There are two types of croquet played known as Association Croquet and Golf Croquet.
Association Croquet has complex rules and tactics. Players can have a turn (or break, as it is called) where they can get through most of the hoops in one go.
Gordon describes it as fascinating to watch and similar to ‘watching a good snooker player make a big break’.
Golf Croquet is the popular version and much simpler.
All four players are on the lawn together and have just one shot each turn in the quick action sociable game.
Gordon continued: “Mike has gathered a friendly crowd of enthusiastic players to the club. Some go along just for fun and some enjoy it immensely but are very competitive.
“Croquet is played by a wide range of people. The reason for this is that it is a game of pure skill and tactics.
“A powerfully built player has no advantage over one less so, and croquet does not make any undue demands on stamina.

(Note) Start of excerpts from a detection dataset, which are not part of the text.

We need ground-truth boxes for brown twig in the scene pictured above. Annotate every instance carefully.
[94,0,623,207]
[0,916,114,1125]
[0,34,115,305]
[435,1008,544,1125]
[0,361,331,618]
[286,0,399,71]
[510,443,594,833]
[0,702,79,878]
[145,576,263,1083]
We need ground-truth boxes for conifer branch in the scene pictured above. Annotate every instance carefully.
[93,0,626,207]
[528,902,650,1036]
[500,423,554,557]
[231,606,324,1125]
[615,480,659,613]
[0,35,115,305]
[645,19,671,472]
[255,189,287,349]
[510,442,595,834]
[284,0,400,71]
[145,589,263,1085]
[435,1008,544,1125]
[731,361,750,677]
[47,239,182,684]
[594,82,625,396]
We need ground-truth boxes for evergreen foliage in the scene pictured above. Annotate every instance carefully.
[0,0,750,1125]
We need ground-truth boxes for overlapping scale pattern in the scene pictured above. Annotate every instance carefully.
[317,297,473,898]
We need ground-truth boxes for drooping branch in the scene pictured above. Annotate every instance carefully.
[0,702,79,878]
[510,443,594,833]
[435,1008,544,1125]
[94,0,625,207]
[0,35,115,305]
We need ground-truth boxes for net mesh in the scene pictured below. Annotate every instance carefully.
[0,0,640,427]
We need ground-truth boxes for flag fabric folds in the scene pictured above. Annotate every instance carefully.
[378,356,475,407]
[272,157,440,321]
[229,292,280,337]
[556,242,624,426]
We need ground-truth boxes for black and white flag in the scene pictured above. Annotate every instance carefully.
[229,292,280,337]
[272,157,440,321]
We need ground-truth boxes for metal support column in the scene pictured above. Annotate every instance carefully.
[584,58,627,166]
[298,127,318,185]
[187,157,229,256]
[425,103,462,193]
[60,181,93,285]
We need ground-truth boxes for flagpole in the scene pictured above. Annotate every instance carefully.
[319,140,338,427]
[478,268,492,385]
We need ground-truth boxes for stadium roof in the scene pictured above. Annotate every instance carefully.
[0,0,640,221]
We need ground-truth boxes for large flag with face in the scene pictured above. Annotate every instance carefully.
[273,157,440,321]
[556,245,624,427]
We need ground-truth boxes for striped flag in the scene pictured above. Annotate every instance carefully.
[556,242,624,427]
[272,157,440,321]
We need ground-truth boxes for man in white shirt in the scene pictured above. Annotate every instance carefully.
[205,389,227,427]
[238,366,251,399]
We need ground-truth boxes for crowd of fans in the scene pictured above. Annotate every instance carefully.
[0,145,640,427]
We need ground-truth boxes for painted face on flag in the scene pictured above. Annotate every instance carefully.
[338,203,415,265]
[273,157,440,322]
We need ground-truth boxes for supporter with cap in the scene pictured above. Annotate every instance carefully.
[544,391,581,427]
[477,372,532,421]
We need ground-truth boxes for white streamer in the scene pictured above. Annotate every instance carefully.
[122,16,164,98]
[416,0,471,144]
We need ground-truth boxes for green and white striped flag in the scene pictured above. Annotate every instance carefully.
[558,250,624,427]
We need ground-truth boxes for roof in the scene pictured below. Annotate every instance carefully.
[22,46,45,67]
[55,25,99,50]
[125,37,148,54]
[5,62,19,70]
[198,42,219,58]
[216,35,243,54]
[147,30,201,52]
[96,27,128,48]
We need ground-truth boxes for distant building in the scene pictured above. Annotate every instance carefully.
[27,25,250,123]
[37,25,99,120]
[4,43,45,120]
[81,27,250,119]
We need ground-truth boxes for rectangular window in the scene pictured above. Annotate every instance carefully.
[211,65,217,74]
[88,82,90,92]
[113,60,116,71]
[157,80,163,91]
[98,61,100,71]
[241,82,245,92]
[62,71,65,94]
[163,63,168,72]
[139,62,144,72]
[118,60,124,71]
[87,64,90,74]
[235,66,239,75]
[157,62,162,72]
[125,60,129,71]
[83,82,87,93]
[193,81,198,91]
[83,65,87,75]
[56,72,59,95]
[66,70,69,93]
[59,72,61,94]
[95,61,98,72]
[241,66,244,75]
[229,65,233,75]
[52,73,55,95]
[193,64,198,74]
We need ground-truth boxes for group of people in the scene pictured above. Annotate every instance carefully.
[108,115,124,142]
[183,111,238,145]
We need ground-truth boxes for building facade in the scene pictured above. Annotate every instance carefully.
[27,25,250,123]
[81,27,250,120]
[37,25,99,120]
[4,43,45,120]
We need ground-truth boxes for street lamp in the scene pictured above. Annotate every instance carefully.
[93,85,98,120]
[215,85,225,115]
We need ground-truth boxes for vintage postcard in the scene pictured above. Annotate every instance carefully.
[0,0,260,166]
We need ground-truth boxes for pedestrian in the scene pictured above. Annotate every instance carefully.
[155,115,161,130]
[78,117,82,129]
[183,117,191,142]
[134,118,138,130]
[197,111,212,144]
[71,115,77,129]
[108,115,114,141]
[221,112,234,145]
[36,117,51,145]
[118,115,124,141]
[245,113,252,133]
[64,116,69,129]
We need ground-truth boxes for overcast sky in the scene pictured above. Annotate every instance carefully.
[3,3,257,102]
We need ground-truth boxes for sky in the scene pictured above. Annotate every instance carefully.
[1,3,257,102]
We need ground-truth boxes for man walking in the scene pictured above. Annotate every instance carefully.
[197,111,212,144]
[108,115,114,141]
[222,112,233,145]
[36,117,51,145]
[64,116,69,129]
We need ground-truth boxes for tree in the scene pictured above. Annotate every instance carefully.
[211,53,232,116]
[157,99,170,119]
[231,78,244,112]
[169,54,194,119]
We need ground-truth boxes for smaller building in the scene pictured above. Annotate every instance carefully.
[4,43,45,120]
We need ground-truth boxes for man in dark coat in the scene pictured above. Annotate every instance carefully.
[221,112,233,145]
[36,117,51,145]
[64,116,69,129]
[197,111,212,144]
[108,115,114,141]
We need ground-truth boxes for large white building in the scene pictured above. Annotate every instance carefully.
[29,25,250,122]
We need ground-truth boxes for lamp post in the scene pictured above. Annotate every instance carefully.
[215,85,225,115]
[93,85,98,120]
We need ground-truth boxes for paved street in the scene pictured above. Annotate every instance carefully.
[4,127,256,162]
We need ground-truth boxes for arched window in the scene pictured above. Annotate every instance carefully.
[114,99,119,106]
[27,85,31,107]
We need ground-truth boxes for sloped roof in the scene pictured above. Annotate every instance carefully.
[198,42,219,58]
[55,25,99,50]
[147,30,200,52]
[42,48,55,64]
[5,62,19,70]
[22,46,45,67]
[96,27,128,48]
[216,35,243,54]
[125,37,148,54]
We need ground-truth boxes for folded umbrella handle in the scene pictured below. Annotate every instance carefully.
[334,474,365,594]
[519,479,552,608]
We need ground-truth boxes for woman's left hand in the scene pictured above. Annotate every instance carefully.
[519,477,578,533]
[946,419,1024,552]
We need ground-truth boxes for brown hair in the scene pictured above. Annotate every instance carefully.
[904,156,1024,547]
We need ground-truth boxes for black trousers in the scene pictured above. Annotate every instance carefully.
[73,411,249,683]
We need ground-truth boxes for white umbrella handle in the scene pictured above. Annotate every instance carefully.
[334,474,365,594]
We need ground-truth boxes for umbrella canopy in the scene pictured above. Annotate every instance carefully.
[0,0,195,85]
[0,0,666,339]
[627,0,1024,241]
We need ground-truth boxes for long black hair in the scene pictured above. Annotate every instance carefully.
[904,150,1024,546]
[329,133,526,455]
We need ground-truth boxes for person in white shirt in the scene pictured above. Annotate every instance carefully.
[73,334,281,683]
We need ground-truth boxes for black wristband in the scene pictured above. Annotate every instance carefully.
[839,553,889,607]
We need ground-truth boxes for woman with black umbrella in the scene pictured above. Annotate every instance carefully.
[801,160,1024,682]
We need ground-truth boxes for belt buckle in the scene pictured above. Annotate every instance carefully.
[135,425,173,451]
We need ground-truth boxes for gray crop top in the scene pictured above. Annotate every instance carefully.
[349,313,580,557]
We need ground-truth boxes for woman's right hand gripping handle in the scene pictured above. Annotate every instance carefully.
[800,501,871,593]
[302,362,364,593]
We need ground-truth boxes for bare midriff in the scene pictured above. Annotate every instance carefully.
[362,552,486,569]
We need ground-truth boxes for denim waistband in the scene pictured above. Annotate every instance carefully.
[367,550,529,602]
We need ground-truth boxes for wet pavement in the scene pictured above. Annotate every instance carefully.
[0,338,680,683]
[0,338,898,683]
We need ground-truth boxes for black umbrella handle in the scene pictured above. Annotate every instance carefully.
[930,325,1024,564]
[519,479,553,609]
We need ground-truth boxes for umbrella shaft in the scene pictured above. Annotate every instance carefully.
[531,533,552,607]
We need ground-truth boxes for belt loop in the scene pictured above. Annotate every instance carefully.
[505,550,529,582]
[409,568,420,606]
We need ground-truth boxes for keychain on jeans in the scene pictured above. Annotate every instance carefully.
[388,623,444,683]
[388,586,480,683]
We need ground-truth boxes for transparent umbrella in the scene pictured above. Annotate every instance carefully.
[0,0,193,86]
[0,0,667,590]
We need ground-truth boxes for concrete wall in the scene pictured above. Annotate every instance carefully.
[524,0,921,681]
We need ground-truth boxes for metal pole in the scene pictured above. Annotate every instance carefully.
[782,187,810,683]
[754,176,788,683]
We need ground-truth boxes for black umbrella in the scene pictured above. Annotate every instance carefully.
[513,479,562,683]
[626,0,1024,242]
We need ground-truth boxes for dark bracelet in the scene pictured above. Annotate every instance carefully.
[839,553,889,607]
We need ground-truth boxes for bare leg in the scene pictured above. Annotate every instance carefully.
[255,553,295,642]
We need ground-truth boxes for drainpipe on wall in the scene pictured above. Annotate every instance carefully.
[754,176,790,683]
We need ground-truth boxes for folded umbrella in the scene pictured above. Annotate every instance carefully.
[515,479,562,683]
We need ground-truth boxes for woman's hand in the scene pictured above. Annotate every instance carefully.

The excellent handicap system enables beginners to play against much better players.
“Croquet requires the touch of a bowls player, and the skill of a snooker player in controlling the path of two balls and building up a good break, but with the advantage of being played outside.
“A great feeling of sportsmanship and camaraderie is enjoyed by players, which is far removed from the common concept of croquet as a vicious game.”
The club is looking for new members, who will be made most welcome and given excellent free coaching.
Dress code is very casual at practice games, but whites are worn for tournaments. The club has spare mallets and equipment for newcomers to the game.